The price of gold held its own despite the dreaded approval of the International Monetary Fund’s (IMF) selling of some 400 tonnes of the yellow metal.
While the connection between the passing of a military supplemental bill in the U.S. Senate for wars in Afghanistan and Iraq might not appear to have a direct link to gold fundamentals, the bill was in fact crucial to the IMF’s gold selling policy.
And on June 18 the U.S. Senate passed the Military Supplemental Bill by a 91 to 5 margin, and as part of the bill, approved a US$5 billion injection into the International Monetary Fund.
That process cleared the IMF to sell the 403 tonnes of its gold holdings which it announced it would do at the G-20 summit in April. Revenues from the sale will flow to some of the world’s most impoverished countries.

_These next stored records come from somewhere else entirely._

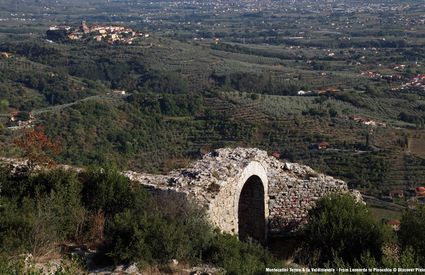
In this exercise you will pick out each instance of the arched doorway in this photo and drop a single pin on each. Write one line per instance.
(251, 211)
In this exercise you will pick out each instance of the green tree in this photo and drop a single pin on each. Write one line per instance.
(341, 228)
(412, 232)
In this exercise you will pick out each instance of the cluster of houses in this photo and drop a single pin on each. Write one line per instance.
(321, 91)
(378, 76)
(109, 34)
(21, 120)
(416, 82)
(367, 121)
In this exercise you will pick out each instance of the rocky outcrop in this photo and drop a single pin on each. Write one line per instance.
(215, 182)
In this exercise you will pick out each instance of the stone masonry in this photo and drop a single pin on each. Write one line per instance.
(215, 182)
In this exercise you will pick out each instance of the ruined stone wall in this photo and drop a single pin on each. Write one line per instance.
(215, 182)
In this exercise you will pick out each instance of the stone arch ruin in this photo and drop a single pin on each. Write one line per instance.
(245, 191)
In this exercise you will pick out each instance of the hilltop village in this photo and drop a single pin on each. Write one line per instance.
(109, 34)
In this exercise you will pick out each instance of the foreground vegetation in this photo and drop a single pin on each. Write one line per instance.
(343, 233)
(44, 211)
(48, 213)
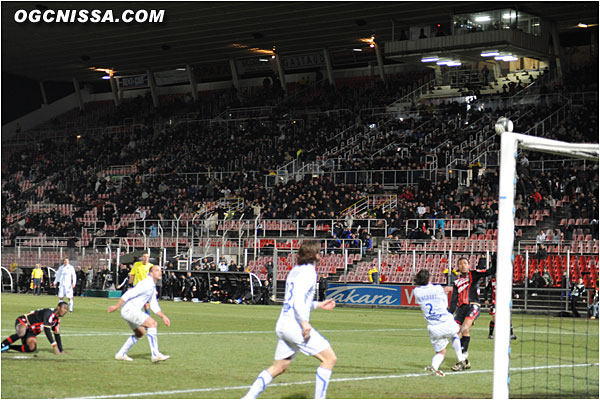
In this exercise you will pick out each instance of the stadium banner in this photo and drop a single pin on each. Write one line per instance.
(408, 297)
(171, 77)
(132, 81)
(380, 295)
(303, 61)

In stumping for the bill, the Obama administration went to great lengths to get the message across that such help from the IMF would increase U.S. security due to the connection between poverty, hopelessness and ultimately violence against the U.S.
And while gold bugs may fear that the release of such inventory into the market will depress prices, the IMF has proposed to make the sale in a way that will cause the least amount of disruption.
To do it, the IMF will co-ordinate its sales with the Central Bank Gold Agreements (CBGA) — which limit central banks to selling of no more than 500 tonnes annually.
The agreements were set up in the late 1990s when central banks wanted to sell gold but didn’t want their sales to depress prices.
The one thing, however, to watch for, is whether or not the CBGA is renewed when it expires this September. Perhaps counter-intuitively the failure to renew the agreement may be good for gold as it would signal that there was enough central bank buying demand (mainly from China and Russia) to make limiting its sales redundant.
The removal of the CBGA could also encourage even more buying from central banks, which might otherwise fear holding an asset which they couldn’t sell freely.
Also encouraging for gold investors is the fact that the World Gold Council gave the IMF selling plan its thumbs up saying the sale would be done “in a manner that will have no impact on the smooth running of the international gold market.”